Model or implementation: Target LLM (e.g., GPT-4o, Llama-3)

Novel Architectural Elements

Self-ReCheck: A post-retrieval, pre-generation filtering module specifically designed to assess the *necessity* of personalization, not just semantic similarity.

Modeling

Base Model: Evaluated on multiple models: GPT-4o, GPT-3.5-Turbo, Llama-3-8B-Instruct, Llama-3-70B-Instruct, Qwen-2.5-72B-Instruct, Mistral-7B-v0.3

Training Method: Inference-only evaluation with various retrieval augmentation strategies

Compute: Not reported in the paper

Comparison to Prior Work

vs. Basic RAG: Self-ReCheck adds a relevance verification step to prevent using retrieved content when it's not actually needed.
vs. Existing Benchmarks: OP-Bench specifically targets negative side effects (over-personalization) rather than just recall accuracy.

Limitations

The benchmark generation relies on LLMs, which might introduce their own biases despite human verification.
Self-ReCheck introduces additional latency due to the extra LLM call for filtering.
Evaluation is currently limited to textual dialogue; multimodal over-personalization is not explored.

Reproducibility

OP-Bench dataset construction methodology is detailed (Stage 1-3). Specific prompt templates for 'Self-ReCheck' and evaluation scorers are referenced in Appendices. Code URL is not explicitly provided in the main text.

📊 Experiments & Results

Evaluation Setup

Diagnosing over-personalization in memory-augmented agents using a synthetic benchmark derived from long-term dialogues.

Benchmarks:

OP-Bench (Evaluates Irrelevance, Sycophancy, and Repetition in personalized dialogue) [New]

Metrics:

Overall OP Score (aggregate of sub-metrics)
Irrelevance Score (0-1, higher is better/less irrelevant)
Sycophancy Score (0-1, higher is better/less sycophantic)
Repetition Score (cosine similarity based, higher is better/more diverse)
Statistical methodology: Not explicitly reported in the paper

Key Results

Benchmark	Metric	Baseline	This Paper	Δ
Performance of various LLMs on OP-Bench compared to their base (no-memory) versions, showing significant degradation when memory is added.
OP-Bench	Relative Performance Drop	Not reported in the paper	Not reported in the paper	Not reported in the paper
Effectiveness of Self-ReCheck in mitigating over-personalization.
OP-Bench	OP Reduction	Not reported in the paper	Not reported in the paper	Not reported in the paper

Experiment Figures

Radar charts comparing the performance of 6 LLMs across 6 memory methods on OP-Bench metrics.

Main Takeaways

All tested personalized agents exhibit severe over-personalization compared to memory-free baselines, confirming it is a widespread issue.
The 'memory hijacking' effect is observed via attention analysis: irrelevant memories distract the model from the actual query.
Self-ReCheck effectively filters irrelevant memories, reducing the memory-to-query attention ratio and improving response appropriateness without sacrificing personalization capability.

📚 Prerequisite Knowledge

Prerequisites

Basics of Retrieval-Augmented Generation (RAG)
Familiarity with Large Language Models (LLMs)
Understanding of attention mechanisms in Transformers

Key Terms

over-personalization: When an agent uses personal information inappropriately, resulting in irrelevant, sycophantic, or repetitive responses.

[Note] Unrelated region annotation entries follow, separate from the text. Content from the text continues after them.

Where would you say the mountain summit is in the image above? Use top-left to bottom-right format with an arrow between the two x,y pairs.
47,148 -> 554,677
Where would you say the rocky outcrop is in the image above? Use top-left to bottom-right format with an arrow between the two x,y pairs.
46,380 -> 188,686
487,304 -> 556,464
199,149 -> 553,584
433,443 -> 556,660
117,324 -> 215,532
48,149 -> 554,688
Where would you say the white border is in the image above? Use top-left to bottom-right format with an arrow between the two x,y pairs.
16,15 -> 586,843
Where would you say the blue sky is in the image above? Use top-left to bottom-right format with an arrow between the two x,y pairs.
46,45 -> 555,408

sycophancy: Excessive deference to the user, where the model prioritizes agreeing with the user's beliefs or memories over factual accuracy.

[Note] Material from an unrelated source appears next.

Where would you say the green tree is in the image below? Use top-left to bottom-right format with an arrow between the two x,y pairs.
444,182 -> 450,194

memory hijacking: A phenomenon where retrieved memories receive disproportionately high attention from the model, overshadowing the actual user query and reasoning.

OP-Bench: A benchmark of 1,700 instances designed to diagnose three types of over-personalization: Irrelevance, Sycophancy, and Repetition.

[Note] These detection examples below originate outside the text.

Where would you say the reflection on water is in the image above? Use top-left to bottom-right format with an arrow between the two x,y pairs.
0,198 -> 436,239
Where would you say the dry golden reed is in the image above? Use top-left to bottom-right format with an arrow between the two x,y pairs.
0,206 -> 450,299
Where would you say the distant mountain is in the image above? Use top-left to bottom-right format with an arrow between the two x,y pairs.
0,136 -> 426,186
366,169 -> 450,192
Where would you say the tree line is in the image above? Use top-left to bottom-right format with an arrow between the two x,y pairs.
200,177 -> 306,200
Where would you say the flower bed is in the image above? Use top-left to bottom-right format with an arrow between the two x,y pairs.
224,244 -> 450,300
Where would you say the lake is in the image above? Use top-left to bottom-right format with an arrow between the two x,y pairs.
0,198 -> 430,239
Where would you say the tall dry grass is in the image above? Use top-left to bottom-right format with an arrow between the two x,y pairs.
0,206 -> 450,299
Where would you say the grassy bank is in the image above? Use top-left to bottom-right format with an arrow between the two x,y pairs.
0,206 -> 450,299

Self-ReCheck: A proposed lightweight module that filters retrieved memories based on their relevance to the current query to prevent over-personalization.

LoCoMo: A long-context, multi-session dialogue dataset used as the source for generating user profiles in this paper.

baiting prompts: Queries designed to look superficially related to a user's profile to trick the model into unnecessary personalization.

repetition score: A metric measuring the cosine similarity between embeddings of responses to distinct queries; higher scores indicate better diversity (less repetition).